But before getting back to it; for I am still a bit too weak for that effort (in two days I have lost almost a quart of blood and eaten nothing since Friday morning), I am reading Maxime by Duvernois - much less good than Edgar and a few others - then launch into Le Soulier de Satin [The Satin Slipper by Paul Claudel].

Yesterday a visit from [Paul] Valéry. He repeats to me the fact that, for many years now, he has written only on order and urged on by a need for money.

‘That is to say that, for some time, you have written nothing for your own pleasure?’

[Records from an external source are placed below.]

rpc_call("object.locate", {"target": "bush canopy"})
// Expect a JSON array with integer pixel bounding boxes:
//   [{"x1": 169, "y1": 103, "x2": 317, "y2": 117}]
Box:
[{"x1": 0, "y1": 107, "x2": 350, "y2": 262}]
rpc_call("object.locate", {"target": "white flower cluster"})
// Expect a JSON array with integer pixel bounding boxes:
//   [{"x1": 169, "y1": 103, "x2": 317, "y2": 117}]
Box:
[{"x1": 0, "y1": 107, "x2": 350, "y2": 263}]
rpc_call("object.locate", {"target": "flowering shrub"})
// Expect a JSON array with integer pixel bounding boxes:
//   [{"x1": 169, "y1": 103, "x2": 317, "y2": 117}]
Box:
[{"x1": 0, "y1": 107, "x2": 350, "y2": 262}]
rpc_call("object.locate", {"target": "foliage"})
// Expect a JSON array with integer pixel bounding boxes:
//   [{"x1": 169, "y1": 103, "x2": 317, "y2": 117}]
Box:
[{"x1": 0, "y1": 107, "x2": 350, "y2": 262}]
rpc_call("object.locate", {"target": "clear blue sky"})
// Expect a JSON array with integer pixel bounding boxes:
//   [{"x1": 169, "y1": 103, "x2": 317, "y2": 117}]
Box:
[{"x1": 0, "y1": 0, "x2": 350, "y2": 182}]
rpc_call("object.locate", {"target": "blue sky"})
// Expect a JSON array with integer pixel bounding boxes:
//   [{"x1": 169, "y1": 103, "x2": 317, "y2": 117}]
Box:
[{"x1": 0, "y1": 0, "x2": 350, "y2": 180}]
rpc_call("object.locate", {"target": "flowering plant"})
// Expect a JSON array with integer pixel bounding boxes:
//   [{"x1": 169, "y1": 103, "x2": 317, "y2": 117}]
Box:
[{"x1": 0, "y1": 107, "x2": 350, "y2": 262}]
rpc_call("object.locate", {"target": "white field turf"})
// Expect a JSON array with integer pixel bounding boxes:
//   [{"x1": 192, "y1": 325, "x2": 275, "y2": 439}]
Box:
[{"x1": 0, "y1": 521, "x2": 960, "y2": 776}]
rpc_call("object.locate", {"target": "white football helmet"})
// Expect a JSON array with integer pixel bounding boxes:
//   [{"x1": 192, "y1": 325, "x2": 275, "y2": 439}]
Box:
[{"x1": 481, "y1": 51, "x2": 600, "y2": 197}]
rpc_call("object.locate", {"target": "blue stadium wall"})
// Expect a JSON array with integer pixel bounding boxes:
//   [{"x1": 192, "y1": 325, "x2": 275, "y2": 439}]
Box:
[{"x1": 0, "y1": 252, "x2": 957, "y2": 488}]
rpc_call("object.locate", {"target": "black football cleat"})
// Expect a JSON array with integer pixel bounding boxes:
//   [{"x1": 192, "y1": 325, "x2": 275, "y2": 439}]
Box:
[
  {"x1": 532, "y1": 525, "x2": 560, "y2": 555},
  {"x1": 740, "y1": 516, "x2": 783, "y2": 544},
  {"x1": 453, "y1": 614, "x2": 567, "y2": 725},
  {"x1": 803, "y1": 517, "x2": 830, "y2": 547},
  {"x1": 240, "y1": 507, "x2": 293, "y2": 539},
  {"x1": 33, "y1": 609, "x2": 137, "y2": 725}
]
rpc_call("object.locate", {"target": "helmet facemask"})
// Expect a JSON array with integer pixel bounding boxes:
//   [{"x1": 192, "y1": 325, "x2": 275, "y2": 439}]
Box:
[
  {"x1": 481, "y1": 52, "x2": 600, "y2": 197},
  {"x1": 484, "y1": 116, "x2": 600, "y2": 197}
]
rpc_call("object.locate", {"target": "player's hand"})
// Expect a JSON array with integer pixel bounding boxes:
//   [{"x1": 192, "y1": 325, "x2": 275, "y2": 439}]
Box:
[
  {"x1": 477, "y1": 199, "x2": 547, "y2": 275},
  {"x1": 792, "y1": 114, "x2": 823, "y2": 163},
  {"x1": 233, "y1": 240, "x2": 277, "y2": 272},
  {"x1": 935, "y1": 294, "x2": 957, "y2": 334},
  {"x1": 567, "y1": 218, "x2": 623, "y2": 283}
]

‘For my own pleasure?’ he continues. ‘But my pleasure consists precisely in writing nothing. I should have done something other than writing, for my own pleasure. No, no; I have never written anything, and I never write anything, save under compulsion, forced to, and cursing against it.’

He tells me with admiration (or at least with an astonishment full of consideration) about Dr de Martel, who has just saved his wife; about the tremendous amount of work that he succeeds in getting through every day and about the sort of pleasure, of intoxication even, that he can get from a successful operation and even from the mere fact of operating.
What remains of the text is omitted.